The exploration time of the displaced objects (DO) and nondisplaced objects (NDO) was evaluated in the last habituation session (S5) and in the spatial change session (S6) (Fig. 5c). In the last habituation session (S5), all mice spent a similar amount of time exploring the two object categories (DO and NDO). In session 6, when two objects were displaced, mutant mice demonstrated an inability to selectively react to a spatial change. There was a main effect of genotype (F 1,14 = 10.41, p < 0.007), object category (F 1,14 = 33.72, p < 0.001), and genotype × object category interaction (F 1,14 = 40.28, p < 0.001). More time was spent exploring the DO than the NDO by wild-type animals (p < 0.001), whereas mutant mice explored both object categories for a similar amount of time. Furthermore, comparisons between S5 and S6 revealed that greater time was spent with the DO in S6 than in S5 by both wild-type and mutant animals (p < 0.04). Also, the amount of time spent with the NDO in S6 compared to S5 did not differ in wild-types, but was significantly increased in mutants (p < 0.005). This indicates that in wild-types, increased exploration was targeted to the objects that underwent a spatial change, whereas in mutant mice, exploratory activity nonspecifically increased for both object categories (DO and NDO).

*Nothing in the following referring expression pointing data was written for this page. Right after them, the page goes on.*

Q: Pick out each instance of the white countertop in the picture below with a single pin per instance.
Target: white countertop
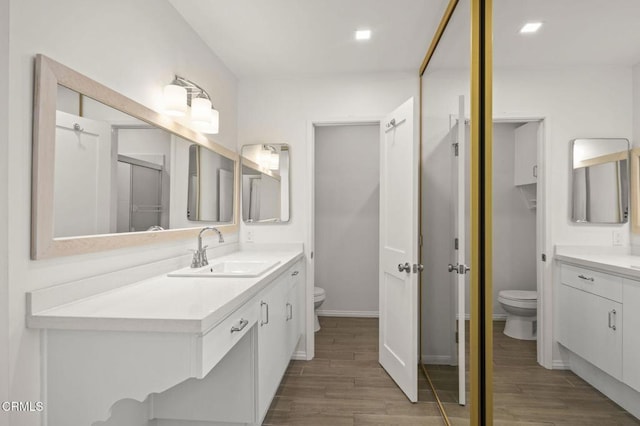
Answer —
(623, 264)
(166, 304)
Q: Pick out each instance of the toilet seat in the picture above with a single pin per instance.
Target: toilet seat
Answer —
(519, 298)
(318, 294)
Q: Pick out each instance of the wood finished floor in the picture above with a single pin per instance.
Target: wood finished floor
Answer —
(345, 385)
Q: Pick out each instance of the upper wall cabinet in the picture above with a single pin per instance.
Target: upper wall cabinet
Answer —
(600, 175)
(110, 173)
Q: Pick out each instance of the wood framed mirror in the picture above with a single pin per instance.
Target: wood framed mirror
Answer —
(90, 145)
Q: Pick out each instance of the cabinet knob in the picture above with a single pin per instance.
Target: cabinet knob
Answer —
(612, 319)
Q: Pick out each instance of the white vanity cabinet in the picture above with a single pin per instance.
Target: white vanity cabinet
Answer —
(631, 334)
(278, 334)
(590, 317)
(188, 349)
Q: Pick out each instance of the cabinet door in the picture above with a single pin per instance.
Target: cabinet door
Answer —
(591, 327)
(526, 154)
(272, 343)
(631, 336)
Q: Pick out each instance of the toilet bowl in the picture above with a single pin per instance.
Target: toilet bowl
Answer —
(521, 308)
(318, 297)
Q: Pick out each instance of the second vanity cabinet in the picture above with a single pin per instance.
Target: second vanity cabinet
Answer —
(278, 333)
(591, 317)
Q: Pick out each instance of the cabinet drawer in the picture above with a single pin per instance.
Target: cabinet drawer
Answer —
(598, 283)
(591, 327)
(214, 345)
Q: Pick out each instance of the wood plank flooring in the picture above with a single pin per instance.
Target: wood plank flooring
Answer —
(345, 385)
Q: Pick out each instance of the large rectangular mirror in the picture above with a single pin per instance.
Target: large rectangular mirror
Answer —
(265, 183)
(110, 173)
(600, 180)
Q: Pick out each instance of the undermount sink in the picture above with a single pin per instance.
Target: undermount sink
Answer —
(228, 268)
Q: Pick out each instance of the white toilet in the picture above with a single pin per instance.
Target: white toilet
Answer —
(521, 308)
(318, 297)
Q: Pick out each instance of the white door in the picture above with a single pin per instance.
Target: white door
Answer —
(460, 268)
(399, 202)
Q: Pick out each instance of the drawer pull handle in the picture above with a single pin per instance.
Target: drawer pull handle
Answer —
(289, 311)
(239, 327)
(585, 278)
(612, 319)
(267, 305)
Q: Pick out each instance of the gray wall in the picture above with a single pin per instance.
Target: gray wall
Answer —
(347, 175)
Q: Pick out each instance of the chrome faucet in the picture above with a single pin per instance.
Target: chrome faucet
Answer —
(200, 255)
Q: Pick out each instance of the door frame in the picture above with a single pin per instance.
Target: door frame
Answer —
(309, 240)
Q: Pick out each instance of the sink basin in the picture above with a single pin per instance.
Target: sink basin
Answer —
(228, 268)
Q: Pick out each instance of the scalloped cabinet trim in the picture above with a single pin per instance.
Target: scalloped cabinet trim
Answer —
(228, 373)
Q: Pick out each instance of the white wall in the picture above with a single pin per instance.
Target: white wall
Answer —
(347, 199)
(576, 102)
(635, 140)
(282, 110)
(132, 47)
(4, 207)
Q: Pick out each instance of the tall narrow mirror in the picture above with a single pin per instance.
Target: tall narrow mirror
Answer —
(600, 180)
(265, 183)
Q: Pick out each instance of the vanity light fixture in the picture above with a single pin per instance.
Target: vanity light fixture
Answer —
(530, 27)
(182, 93)
(363, 34)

In session 7, when one of the NDO was substituted, both wild-type and mutant mice responded to the nonspatial change (Fig. 5d). There was a main effect of object category (F 1,14 = 30.03, p < 0.001) related to the preferential exploration of the novel object (NO) compared to the three familiar objects (FOs) by wild-type and mutant animals (p < 0.005). A within-object category analysis indicated a similar pattern of object investigation.
The efficacy of d-serine to reverse the spatial recognition impairment in mice with reduced NMDAR function was examined and compared to clozapine. A lower dose of d-serine was investigated in tandem to the 600-mg/kg d-serine dosage to limit the possibility of exploratory changes. Table 1 presents the locomotor activity in session 1 for wild-type and mutant mice treated with vehicle, d-serine, or clozapine. No differences in horizontal activity were exhibited, but for vertical activity, a significant main effect of drug treatment was determined (F 3,59 = 12.73, p < 0.001) because of an elevation in clozapine-treated wild-type and mutant animals (p ≤ 0.05). Duration of locomotor activity in the sessions of object habituation (S2–S5) and spatial change (S6) did not differ between any group (Fig. 6a).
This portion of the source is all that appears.